As always with product previews, the full story about the product will come out at launch. This preview simply covers what the filing says and how the carrier might build it for launch.

Securian CAIUL

Securian has always been quick to release new products and build out its portfolio, so it should be no surprise that they’ve decided to build what will undoubtedly be a very competitive death-benefit focused Indexed UL product. I covered the issues with using Indexed UL for death benefit in a previous post where I outlined my cautions and skepticism about the concept.

As befitting Securian’s generally aggressive stance in the Indexed UL space, this product is stuffed to the gills with bonuses and multipliers. It has a 2% asset charge (0.16% monthly) to fund an unspecified indexed multiplier. Securian included the charge as a part of the base policy charges and added a bracketed index return multiplier to all of the indexed accounts. This is in keeping with what other life insurers are doing in accumulation products but is very aggressive for death benefit Indexed UL products. On top of that, the product has an Annual Policy Credit with the same vague and opaque language as the one in Orion IUL. The APC is a major factor in the illustrated performance of Orion and will likely be a major factor for this one as well. In other words, buyer beware. More on this product when it comes out.

Nationwide IUL Accumulator II Preview

Nationwide has been loath to go for blood in the Indexed UL space. They’ve traditionally focused on actually adhering to AG49 and promoting low policy charges. Well, it appears that most of that is going out the window with their new Indexed UL products. Desperate times call for desperate measures, I suppose.

Accumulator II sports a new set of Indexed Account options that have up to a 3.25% asset charge to fund the Advanced Multiplier, which appears to be a basic index return multiplier. If Nationwide hits the gas at launch, their 3.25% will be the highest asset charge in the industry and will fund the highest multiplier as well. However, I’ve been assured that they are only planning a 2.25% asset charge at launch. I also know that they originally thought a 2.25% charge would get them to the top of the spreadsheet, which it almost assuredly will not. Other companies are coming out with gargantuan asset charges in early next year and Nationwide is launching a lower cap than its competitors at  just 9.25%. They’ll need every penny of that 3.25% charge to win on the illustration and my bet is that they’ll use it by early next year.

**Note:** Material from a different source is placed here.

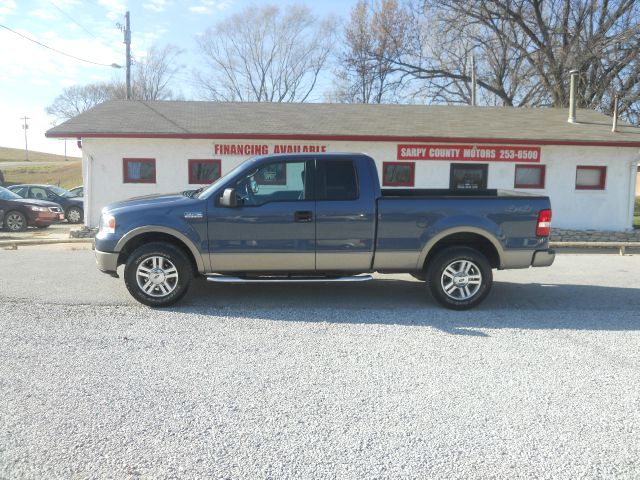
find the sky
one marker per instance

Accumulator II still has a suite of Core Indexed Accounts, which are marketed as more “traditional” indexed account solutions. However, Nationwide now has the ability to add an asset charge of up to 0.5% annually on those accounts. This is actually the first time I’ve seen a life insurer add the ability to charge an asset fee after the fact and while it might sound like a minor quirk, it’s actually a material change. In the future, Nationwide might decide to maintain its current cap by increasing the asset-based charge. Why would they want the latitude to do that? Financially, their minimum guaranteed caps are low enough that they don’t pose any risk, but increasing the fee rather than lowering the caps can make their marketing story hold water when it otherwise wouldn’t. In other words, Nationwide built itself an escape hatch for having to continue to drop caps. This is problematic. People who buy the Core accounts are doing so because they want downside protection with upside potential. Increasing the fee while maintaining the cap violates the first part of the formula and Nationwide can pull that lever without asking their permission about whether they’d rather pay the fee or have a lower cap. Tsk tsk. This 0.5% fee should either be charged right now to fund a higher cap so that clients know it’s in their policy, or they should get rid of it. This middle ground they’ve chosen is bad form.

Overall, Nationwide’s moves reflect the continued shift in the Indexed UL market towards more leverage, more illustrated performance and higher fees. It’s disappointing from a carrier that has traditionally been opposed to those things. But if Nationwide does it, then everyone is probably going to do it. That’s the tragic reality of the modern Indexed UL market.